Publié le par Rosalie210

Sidney Lumet (1974)

Le Crime de l'Orient-Express (Murder on the Orient-Express)

Le remake récent de Kenneth BRANAGH a fait ressortir l'aspect volontairement suranné du film de Sidney LUMET réalisé en 1974. Celui-ci, bien connu pour son éclectisme, a en effet décidé de donner un cachet de classique des années 30 à son film (pour coller à l'époque de la narration du roman de Agatha Christie) plutôt que de l'ancrer dans le bouillonnement créatif des années 70 dont il était pourtant partie prenante. En résulte un résultat un brin nostalgique, l'impression d'être dans une bulle artificiellement hors du temps dans laquelle il est agréable de se plonger.

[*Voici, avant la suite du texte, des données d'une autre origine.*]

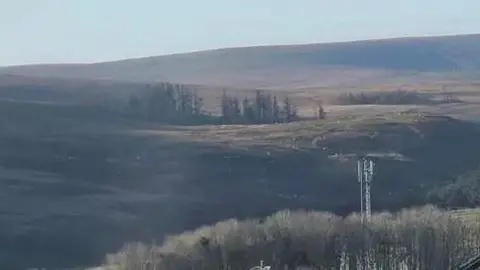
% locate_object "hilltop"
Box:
[0,35,480,89]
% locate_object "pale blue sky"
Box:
[0,0,480,65]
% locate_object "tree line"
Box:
[128,83,325,124]
[106,206,480,270]
[128,83,209,124]
[221,90,299,124]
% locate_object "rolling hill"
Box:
[0,34,480,89]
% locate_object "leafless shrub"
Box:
[101,206,480,270]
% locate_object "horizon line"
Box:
[0,32,480,68]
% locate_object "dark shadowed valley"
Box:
[0,35,480,269]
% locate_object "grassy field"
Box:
[0,97,480,270]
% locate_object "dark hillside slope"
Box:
[0,35,480,88]
[0,102,480,270]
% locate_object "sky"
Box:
[0,0,480,66]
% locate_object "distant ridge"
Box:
[0,34,480,89]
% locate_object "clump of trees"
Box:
[335,90,435,105]
[101,206,480,270]
[221,90,299,124]
[428,168,480,208]
[128,83,211,124]
[127,83,308,124]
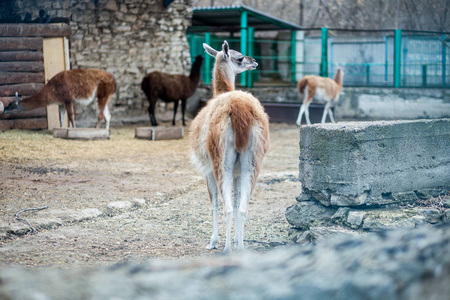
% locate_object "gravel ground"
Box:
[0,124,301,268]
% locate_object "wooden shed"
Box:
[0,24,71,130]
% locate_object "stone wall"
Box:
[0,0,192,126]
[286,119,450,244]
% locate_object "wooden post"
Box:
[43,37,68,130]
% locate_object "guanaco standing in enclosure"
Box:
[190,41,269,253]
[4,69,116,129]
[296,68,344,126]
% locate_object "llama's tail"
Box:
[297,77,308,94]
[230,101,255,152]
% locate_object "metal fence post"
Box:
[241,11,248,86]
[246,27,255,87]
[205,32,211,84]
[442,35,447,87]
[320,28,328,77]
[291,30,297,85]
[394,29,402,88]
[422,65,427,87]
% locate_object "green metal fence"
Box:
[188,28,450,88]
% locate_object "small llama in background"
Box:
[296,68,344,126]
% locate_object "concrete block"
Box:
[135,127,184,141]
[53,128,109,140]
[299,119,450,206]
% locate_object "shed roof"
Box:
[189,5,302,32]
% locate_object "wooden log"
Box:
[53,127,109,140]
[0,24,72,37]
[0,118,47,130]
[0,37,43,51]
[0,72,44,84]
[0,83,44,97]
[0,106,47,120]
[0,61,44,72]
[0,51,44,61]
[135,127,184,141]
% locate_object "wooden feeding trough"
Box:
[53,128,109,140]
[135,127,184,141]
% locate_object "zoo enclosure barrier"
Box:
[188,27,450,88]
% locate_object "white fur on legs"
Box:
[233,175,241,247]
[328,108,336,123]
[103,105,111,130]
[321,101,334,124]
[234,148,253,250]
[206,173,219,250]
[221,138,238,254]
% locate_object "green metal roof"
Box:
[189,5,302,32]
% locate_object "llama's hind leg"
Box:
[206,173,219,250]
[235,148,255,250]
[65,103,76,128]
[221,139,237,254]
[181,99,187,126]
[147,96,158,126]
[172,100,180,126]
[321,101,334,124]
[233,175,241,248]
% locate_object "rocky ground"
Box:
[0,124,301,268]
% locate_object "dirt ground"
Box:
[0,124,301,267]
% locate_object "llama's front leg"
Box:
[58,104,66,127]
[181,99,187,126]
[172,100,180,126]
[235,149,256,251]
[295,103,305,126]
[65,103,76,128]
[233,175,241,249]
[148,98,158,126]
[221,144,237,254]
[206,173,219,250]
[328,103,336,123]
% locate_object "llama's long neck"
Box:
[213,59,236,97]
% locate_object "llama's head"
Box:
[203,41,258,75]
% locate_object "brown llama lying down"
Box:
[4,69,116,129]
[296,68,344,126]
[141,55,203,126]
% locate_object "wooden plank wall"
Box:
[0,24,71,130]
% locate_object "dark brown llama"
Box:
[141,55,203,126]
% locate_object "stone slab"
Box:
[299,119,450,206]
[53,128,109,140]
[135,127,184,141]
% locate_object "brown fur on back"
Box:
[141,71,196,102]
[190,91,269,186]
[20,69,116,109]
[297,71,342,101]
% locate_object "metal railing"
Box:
[188,28,450,88]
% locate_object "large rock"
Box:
[0,226,450,300]
[299,119,450,206]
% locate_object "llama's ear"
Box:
[222,41,230,58]
[203,43,217,57]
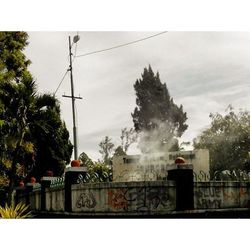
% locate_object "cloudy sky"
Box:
[25,31,250,160]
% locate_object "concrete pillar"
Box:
[167,164,194,211]
[64,167,87,212]
[41,176,58,211]
[15,187,24,204]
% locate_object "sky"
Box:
[25,31,250,160]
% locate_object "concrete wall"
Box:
[113,149,209,182]
[15,181,250,216]
[29,190,41,210]
[194,182,250,209]
[45,187,64,212]
[72,181,176,215]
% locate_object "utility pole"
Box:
[63,36,82,160]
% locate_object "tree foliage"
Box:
[194,107,250,176]
[132,65,188,152]
[0,32,31,83]
[0,32,72,199]
[79,152,112,182]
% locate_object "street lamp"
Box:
[63,35,82,160]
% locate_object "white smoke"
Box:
[138,119,177,154]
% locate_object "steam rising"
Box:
[138,119,178,154]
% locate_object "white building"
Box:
[113,149,209,182]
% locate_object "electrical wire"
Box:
[54,31,168,95]
[75,31,167,57]
[54,69,69,95]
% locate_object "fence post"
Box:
[167,161,194,211]
[64,167,87,212]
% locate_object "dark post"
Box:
[64,167,87,212]
[25,183,34,205]
[15,187,27,204]
[41,176,57,211]
[167,164,194,211]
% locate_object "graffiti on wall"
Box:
[108,187,173,211]
[108,188,128,211]
[76,192,97,208]
[194,187,222,209]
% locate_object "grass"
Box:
[0,203,32,219]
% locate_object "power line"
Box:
[54,31,168,95]
[54,69,69,95]
[75,31,167,57]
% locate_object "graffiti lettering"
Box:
[108,187,173,211]
[108,189,128,210]
[76,192,96,208]
[194,187,222,209]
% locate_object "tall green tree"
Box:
[132,65,188,152]
[194,107,250,178]
[0,32,72,202]
[0,32,31,83]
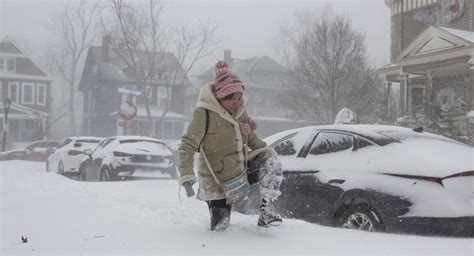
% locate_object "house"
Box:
[194,50,308,136]
[79,36,191,140]
[0,37,52,145]
[381,0,474,144]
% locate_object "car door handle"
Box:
[328,179,346,184]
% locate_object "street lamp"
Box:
[2,98,12,151]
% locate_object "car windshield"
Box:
[76,139,100,143]
[116,140,170,155]
[378,131,464,145]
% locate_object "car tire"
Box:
[58,161,64,175]
[336,204,385,232]
[168,167,178,179]
[99,166,110,182]
[79,166,87,181]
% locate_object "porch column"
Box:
[384,81,392,121]
[400,73,409,117]
[468,56,474,111]
[466,56,474,145]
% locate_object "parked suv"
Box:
[79,136,177,181]
[46,136,103,175]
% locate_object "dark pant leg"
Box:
[206,199,232,230]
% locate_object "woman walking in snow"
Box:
[178,61,283,230]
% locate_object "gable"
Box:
[415,37,458,55]
[397,26,473,61]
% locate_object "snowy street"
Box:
[0,161,474,255]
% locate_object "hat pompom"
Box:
[214,60,244,99]
[216,60,229,69]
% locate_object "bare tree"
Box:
[280,15,383,123]
[102,0,217,135]
[50,0,99,134]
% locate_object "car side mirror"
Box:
[84,148,92,156]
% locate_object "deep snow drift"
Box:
[0,161,474,255]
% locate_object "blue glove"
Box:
[183,181,194,197]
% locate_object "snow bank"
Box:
[0,161,472,255]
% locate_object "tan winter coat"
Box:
[178,84,266,201]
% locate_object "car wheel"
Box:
[79,166,87,181]
[58,161,64,175]
[338,204,385,232]
[99,167,110,181]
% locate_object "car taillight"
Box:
[421,177,443,185]
[67,149,82,156]
[114,151,132,157]
[162,155,173,160]
[443,171,474,179]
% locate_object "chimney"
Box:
[102,35,112,62]
[224,50,232,67]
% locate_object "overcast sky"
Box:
[0,0,390,72]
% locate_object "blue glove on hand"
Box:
[183,181,194,197]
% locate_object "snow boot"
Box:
[257,198,283,227]
[207,199,232,231]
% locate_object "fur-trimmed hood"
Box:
[196,83,247,121]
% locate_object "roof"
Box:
[439,27,474,43]
[394,26,474,64]
[0,102,50,119]
[0,37,52,80]
[199,56,289,89]
[79,46,191,88]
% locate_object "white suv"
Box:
[79,136,177,181]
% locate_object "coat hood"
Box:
[196,83,247,119]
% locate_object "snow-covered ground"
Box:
[0,161,474,255]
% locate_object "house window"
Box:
[156,87,171,108]
[8,82,20,103]
[7,59,16,72]
[409,85,425,114]
[21,83,35,104]
[36,84,46,105]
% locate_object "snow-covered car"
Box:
[46,136,103,175]
[235,125,474,237]
[0,140,59,162]
[79,136,177,181]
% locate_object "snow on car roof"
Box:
[68,136,103,141]
[265,124,464,145]
[111,135,164,144]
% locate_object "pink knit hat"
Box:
[214,60,245,99]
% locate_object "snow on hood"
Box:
[114,140,172,156]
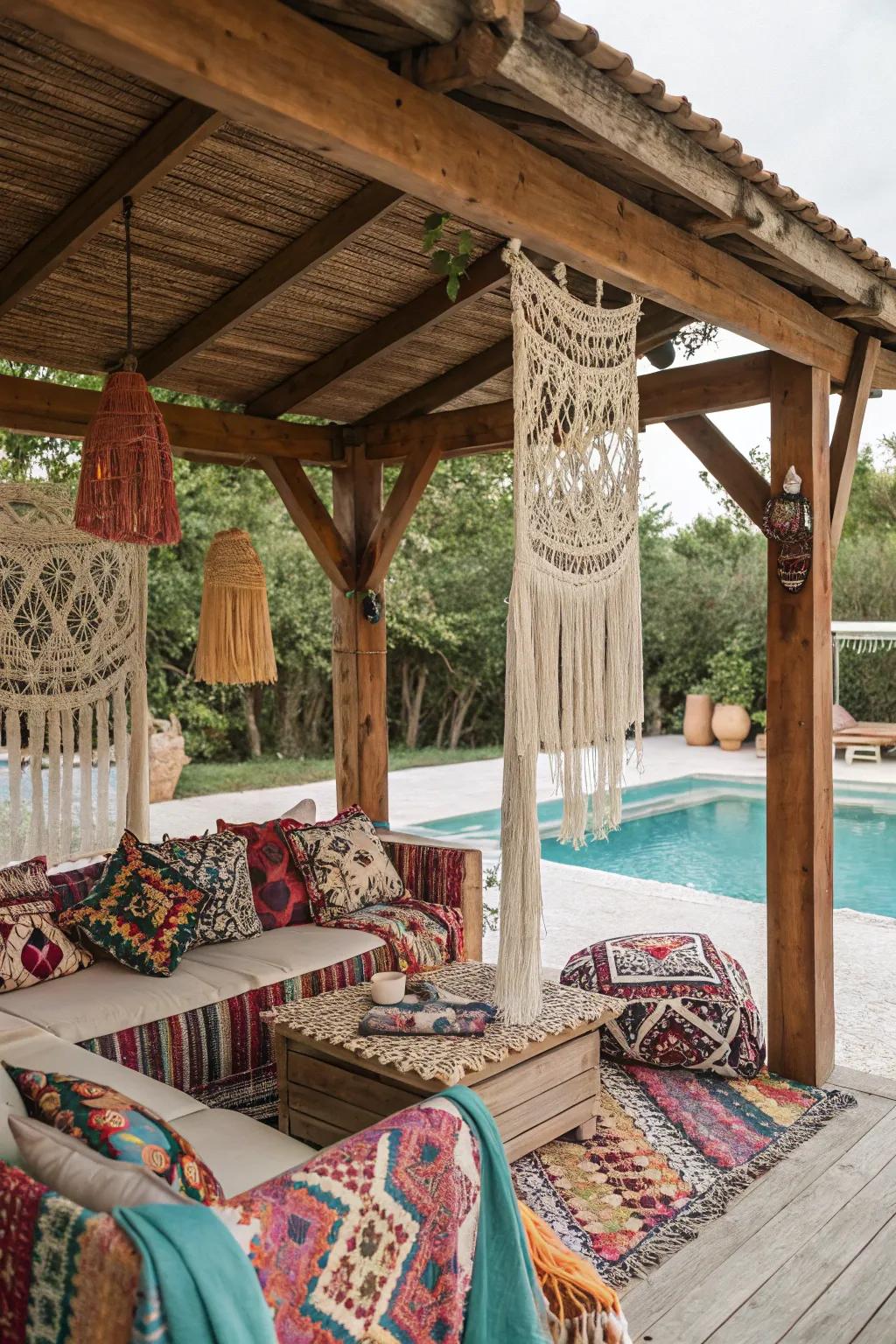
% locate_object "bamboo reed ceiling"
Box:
[0,0,896,422]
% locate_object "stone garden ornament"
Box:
[0,481,149,863]
[496,241,643,1023]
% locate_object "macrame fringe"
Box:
[519,1201,630,1344]
[75,369,180,546]
[496,246,643,1024]
[196,527,276,685]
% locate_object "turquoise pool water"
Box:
[416,775,896,918]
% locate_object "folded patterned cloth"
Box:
[359,980,497,1036]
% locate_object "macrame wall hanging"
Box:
[196,527,276,685]
[0,482,149,863]
[497,241,643,1023]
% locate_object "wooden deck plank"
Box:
[780,1214,896,1344]
[693,1158,896,1344]
[625,1094,893,1344]
[851,1293,896,1344]
[626,1108,896,1344]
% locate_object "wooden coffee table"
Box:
[273,966,618,1161]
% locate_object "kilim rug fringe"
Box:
[513,1063,856,1289]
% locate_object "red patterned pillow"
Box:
[218,818,312,928]
[560,933,766,1078]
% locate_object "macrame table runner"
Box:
[261,961,623,1088]
[497,242,643,1023]
[0,482,149,863]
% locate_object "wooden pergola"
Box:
[0,0,896,1082]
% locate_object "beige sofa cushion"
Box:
[184,923,383,998]
[178,1106,314,1199]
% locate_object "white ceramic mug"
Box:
[371,970,407,1004]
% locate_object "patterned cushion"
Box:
[47,859,106,911]
[218,818,312,928]
[4,1065,223,1204]
[0,897,93,995]
[150,830,262,948]
[560,933,766,1078]
[58,830,211,976]
[279,808,404,925]
[0,858,50,906]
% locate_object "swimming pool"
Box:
[415,775,896,918]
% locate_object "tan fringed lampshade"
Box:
[196,527,276,685]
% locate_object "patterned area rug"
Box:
[513,1063,856,1287]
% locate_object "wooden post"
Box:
[333,447,388,821]
[767,355,834,1083]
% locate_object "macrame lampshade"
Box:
[75,199,180,546]
[196,527,276,685]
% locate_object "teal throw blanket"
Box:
[111,1203,276,1344]
[439,1088,550,1344]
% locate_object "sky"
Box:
[562,0,896,524]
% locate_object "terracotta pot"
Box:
[712,704,750,752]
[683,695,716,747]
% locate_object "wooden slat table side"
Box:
[274,1023,600,1161]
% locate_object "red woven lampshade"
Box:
[75,369,180,546]
[75,196,180,546]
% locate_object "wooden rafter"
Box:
[830,334,880,559]
[668,416,768,527]
[0,98,224,316]
[0,374,341,466]
[138,181,402,382]
[247,248,507,416]
[14,0,896,387]
[357,444,442,589]
[262,457,354,592]
[360,351,771,462]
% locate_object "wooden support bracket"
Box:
[263,457,356,592]
[666,416,770,527]
[830,333,880,561]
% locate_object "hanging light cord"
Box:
[121,196,137,371]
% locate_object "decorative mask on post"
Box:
[761,466,811,592]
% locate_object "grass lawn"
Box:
[175,746,501,798]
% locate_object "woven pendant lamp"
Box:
[196,527,276,685]
[75,196,180,546]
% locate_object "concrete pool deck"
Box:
[150,737,896,1078]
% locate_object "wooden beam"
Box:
[0,98,224,317]
[333,449,388,821]
[496,22,896,331]
[246,248,508,416]
[357,444,442,589]
[766,358,834,1083]
[360,351,771,462]
[138,181,402,383]
[18,0,896,387]
[262,457,354,592]
[668,416,770,527]
[830,334,880,561]
[0,374,341,466]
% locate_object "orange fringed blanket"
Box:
[520,1203,632,1344]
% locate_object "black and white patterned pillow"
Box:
[153,830,262,948]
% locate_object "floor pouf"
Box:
[560,933,766,1078]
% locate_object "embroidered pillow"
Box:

En effet cette partie de Cluedo élégante et racée se déguste avec plaisir de par le nombre de grandes stars présentes au mètre carré: Lauren BACALL en grande dame un peu fofolle, Ingrid BERGMAN en bigote, Sean CONNERY en colonel, Anthony PERKINS en proie au complexe d'Œdipe 14 ans après "Psychose" (1960), Jean-Pierre CASSEL pour la touche frenchy, Vanessa REDGRAVE, Jacqueline BISSET, Michael YORK etc. Leurs personnages sont plus intéressants qu'ils n'en ont l'air car ils sont dichotomiques. En apparence, ils ressemblent tous à de lisses images d'Epinal à collectionner mais leurs regards perçants, gestes nerveux incontrôlés et changements parfois brusque d'expression révèlent les êtres réels qui se cachent derrière le rôle qu'ils interprètent. De même l'aspect ludique et mécanique de l'enquête repose sur un substrat tragique très bien souligné dans la séquence introductive et également dans le dénouement qui fait écho au premier film de Sidney LUMET, "Douze hommes en colère" (1957). En effet s'il faut chercher un fil conducteur à son œuvre (dont le caractère disparate est un frein à sa lisibilité), c'est sa critique des institutions (policière, judiciaire, politique, médiatique) et son intérêt pour les gens qui par leurs fonctions ont la responsabilité d'autres vies entre leurs mains. Le policier Hercule Poirot (Albert FINNEY vieilli pour ressembler à un homme de plus de 50 ans) choisit ainsi de sacrifier la vérité pour mettre fin à l'hécatombe en vies humaines provoquée par l'affaire Cassetti alors que les 12 jurés improvisés mettent la leur en danger pour que justice soit rendue.